Weeds around Auckland City will be wilting at their roots after a decision to spend an additional $300,000 in the 2001/2002 financial year was made by Auckland City’s Parks and Recreation Committee recently. Subject to budget approval by the Combined Committees of Council, the Committee also endorsed an implementation programme designed to progressively achieve a 75% reduction in herbicide usage levels by 2005.

“Six years ago there were up to ninety different types of herbicide in use in parks, reserves and along the streets in Auckland,” said acting Chairman, Councillor Bill Christian. “Today, we have reduced that number to only three,” he said. He attributed the success of the policy so far to hard-working Council officers and to the establishment of the Weed Management Group. Formed two years ago the Group provides weed management advice and monitors policy implementation. It also considers applications for ‘non-approved’ herbicide use needed for extra difficult noxious weeds.

There are eleven members of the Group with representatives from the Department of Conservation, Auckland Regional Council, Landcare Research, AgResearch, contractors, and a community representative and staff members with expertise in the parks, street environments and parks planning areas.

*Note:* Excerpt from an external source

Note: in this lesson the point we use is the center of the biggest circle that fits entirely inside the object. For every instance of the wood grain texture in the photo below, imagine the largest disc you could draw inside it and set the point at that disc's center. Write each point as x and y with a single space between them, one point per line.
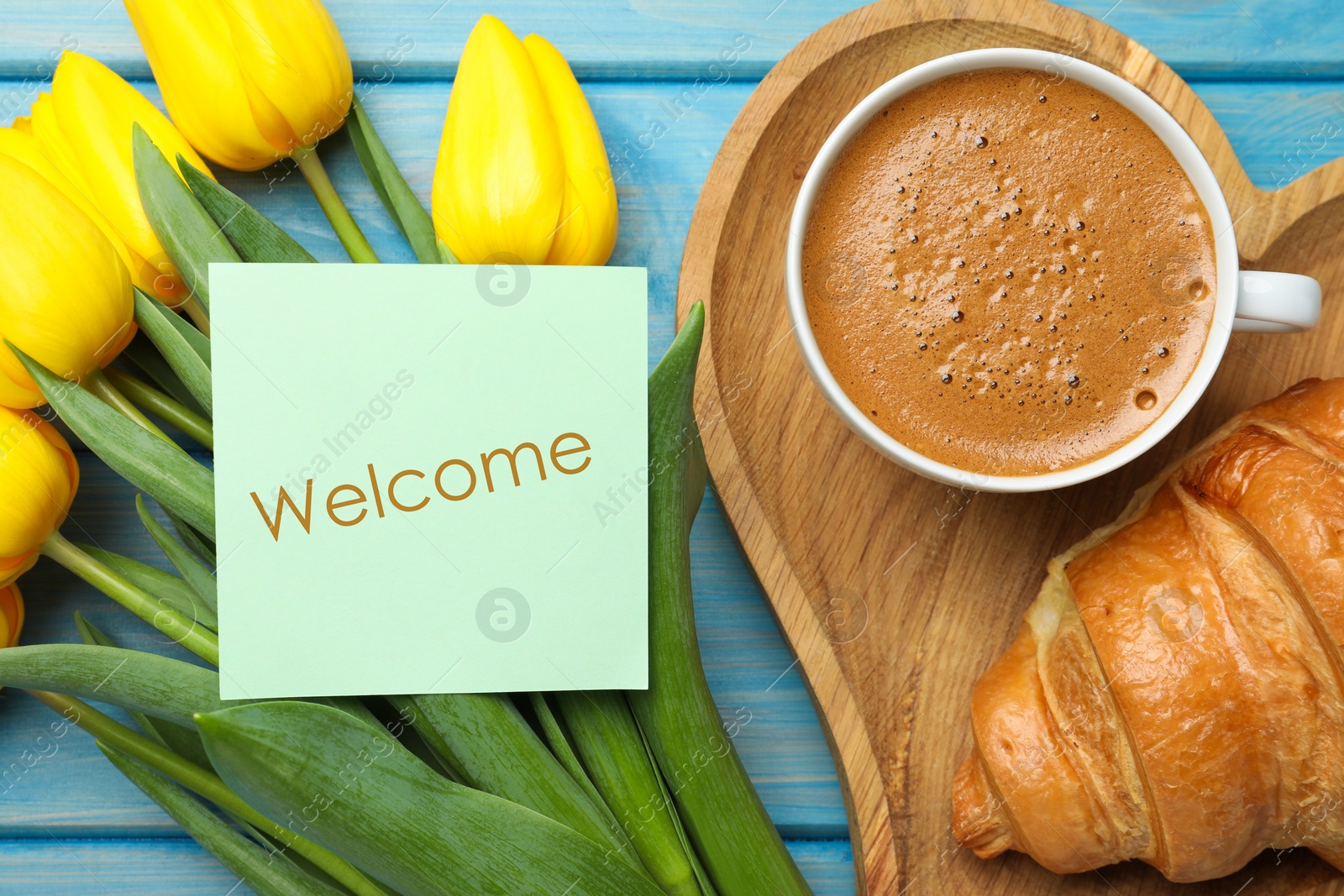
895 591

Before the introduction of the policy, restrictions only applied to organophosphates. The policy has ensured that it now concentrates on reducing many other different herbicides as well. “We are currently using Roundup, Escort and Versatil which control most general weeds, woody weeds and turf weeds respectively”, said Councillor Christian. “They are considered to combine the best weed control results with the lowest toxicity ratings”.

Weeds in all playgrounds in Auckland City are now being controlled with non-herbicides. Parks officers will grant permission for minor spot spraying using the three previously mentioned herbicides, if it is deemed necessary. A turf weed management trial is currently underway at Michaels Avenue Sportspark. This area was chosen as it has three sports fields adjacent to each other allowing for a clear comparison and assessment of the results.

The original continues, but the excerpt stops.